9 is a view for explaining another embodiment of a support pattern as a flexible display device according to the present invention.

Hereinafter, preferred embodiments of the present invention will be described in detail with reference to the accompanying drawings.

However, the technical idea of the present invention is not limited to some embodiments described, but may be implemented in various different forms, and within the scope of the technical idea of the present invention, one or more of the components between the embodiments may be selected It can be combined and substituted for use.

In addition, terms (including technical and scientific terms) used in the embodiments of the present invention may be generally understood by those of ordinary skill in the art to which the present invention pertains, unless specifically defined and described. It may be interpreted as a meaning, and generally used terms such as terms defined in advance may be interpreted in consideration of the contextual meaning of the related art.

In addition, the terms used in the embodiments of the present invention are for describing the embodiments and are not intended to limit the present invention.

In the present specification, the singular form may also include the plural form unless otherwise specified in the phrase, and when it is described as "at least one (or one or more) of A and (and) B, C", it is combined with A, B, C It may include one or more of all possible combinations.

In addition, in describing the components of the embodiment of the present invention, terms such as first, second, A, B, (a), (b), etc. may be used.

These terms are only for distinguishing the elements from other elements, and are not limited to the essence, order, or order of the elements by the terms.

And, if it is described that a component is 'connected', 'coupled' or 'connected' to another component, the component is not only directly connected, coupled or connected to the other component, but also with the component It may also include a case of 'connected', 'coupled' or 'connected' due to another element between the other elements.
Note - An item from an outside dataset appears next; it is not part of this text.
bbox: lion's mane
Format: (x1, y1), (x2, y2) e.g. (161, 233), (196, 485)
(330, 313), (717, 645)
In addition, when it is described as being formed or disposed on "above (above) or under (below)" of each component, the upper (above) or lower (below) is one as well as when two components are in direct contact with each other. Also includes a case in which the above another component is formed or disposed between two components. In addition, when expressed as "upper (upper) or lower (lower)", the meaning of the lower direction as well as the upward direction based on one component may be included.
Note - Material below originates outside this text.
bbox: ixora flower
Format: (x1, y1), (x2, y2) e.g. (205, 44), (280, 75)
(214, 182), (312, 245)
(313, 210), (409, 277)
1 to 6 , a flexible display device according to a preferred embodiment of the present invention includes flat portions FP1 and FP2 and curved portions BP bent at ends of the flat portions FP1 and FP2. The display panel 100 , the back plate 200 disposed on the inner surface of the display panel 100 , and the curved portion BP are provided inside the curved portion BP to support the inner surface of the curved portion BP. and a support pattern 210 to

For reference, a flexible display device according to an embodiment of the present invention includes a liquid crystal display (LCD), a field emission display (FED), a plasma display panel (PDP), and an organic It may be implemented as a display device such as an organic light emitting diode display (OLED display) or an electrophoresis display device (EPD), and the present invention is not limited or limited by the type and structure of the display device .

Hereinafter, an example in which the flexible display device according to the embodiment implements the organic light emitting diode display including the organic light emitting diode device will be described.
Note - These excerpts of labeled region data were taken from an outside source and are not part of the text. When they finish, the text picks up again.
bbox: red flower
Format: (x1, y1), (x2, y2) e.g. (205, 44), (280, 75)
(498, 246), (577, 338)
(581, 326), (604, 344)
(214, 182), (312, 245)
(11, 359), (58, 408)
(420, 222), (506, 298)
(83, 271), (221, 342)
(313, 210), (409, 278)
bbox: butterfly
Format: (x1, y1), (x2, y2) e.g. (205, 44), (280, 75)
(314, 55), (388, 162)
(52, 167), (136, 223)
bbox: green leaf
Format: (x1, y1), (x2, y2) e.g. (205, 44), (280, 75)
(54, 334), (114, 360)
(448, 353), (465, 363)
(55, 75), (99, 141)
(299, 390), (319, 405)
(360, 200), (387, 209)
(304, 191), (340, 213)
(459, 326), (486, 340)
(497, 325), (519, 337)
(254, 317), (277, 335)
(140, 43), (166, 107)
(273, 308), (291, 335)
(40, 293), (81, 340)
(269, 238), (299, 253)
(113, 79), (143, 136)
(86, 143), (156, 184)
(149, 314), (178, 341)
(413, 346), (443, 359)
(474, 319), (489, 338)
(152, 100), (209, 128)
For example, the flexible display device includes a light emitting layer (not shown) made of an organic material between a first electrode (not shown) serving as an anode and a second electrode (not shown) serving as a cathode. In a flexible display device, holes supplied from a first electrode and electrons supplied from a second electrode combine in a light emitting layer to form an exciton, a hole-electron pair, and emit light by energy generated when the exciton returns to a ground state. It is a self-luminous display device.

Referring to FIG. 1 , the flexible display device includes an image processing unit 10 , a timing control unit 20 , a data driving unit 30 , a gate driving unit 40 , and a display panel 100 .

The image processing unit 10 outputs a data enable signal DE along with the data signal DATA supplied from the outside. The image processing unit 10 may output one or more of a vertical synchronization signal, a horizontal synchronization signal, and a clock signal in addition to the data enable signal DE, but these signals are omitted for convenience of description. The image processing unit 10 is formed in the form of an integrated circuit (IC) on the system circuit board.

The timing controller 20 receives the data signal DATA from the image processing unit 10 as well as a driving signal including a data enable signal DE or a vertical synchronization signal, a horizontal synchronization signal, and a clock signal.

The timing controller 20 includes a gate timing control signal GDC for controlling an operation timing of the gate driver 40 and a data timing control signal DDC for controlling an operation timing of the data driver 30 based on the driving signal. to output The timing controller 20 is formed in the form of an IC on the control circuit board.

The data driver 30 samples and latches the data signal DATA supplied from the timing controller 20 in response to the data timing control signal DDC supplied from the timing controller 20 , and converts it into a gamma reference voltage and outputs it. . The data driver 30 outputs the data signal DATA through the data lines DL1 to DLn. The data driver 30 is attached to the substrate in the form of an IC.

The gate driver 40 outputs a gate signal while shifting the level of the gate voltage in response to the gate timing control signal GDC supplied from the timing controller 20 . The gate driver 40 outputs a gate signal through the gate lines GL1 to GLm. The gate driver 40 is formed in the form of an IC on the gate circuit board or in the form of a gate in panel on the display panel 100 .

The display panel 100 displays an image in response to the data signal DATA and the gate signal supplied from the data driver 30 and the gate driver 40 . The display panel 100 includes sub-pixels SP displaying an image.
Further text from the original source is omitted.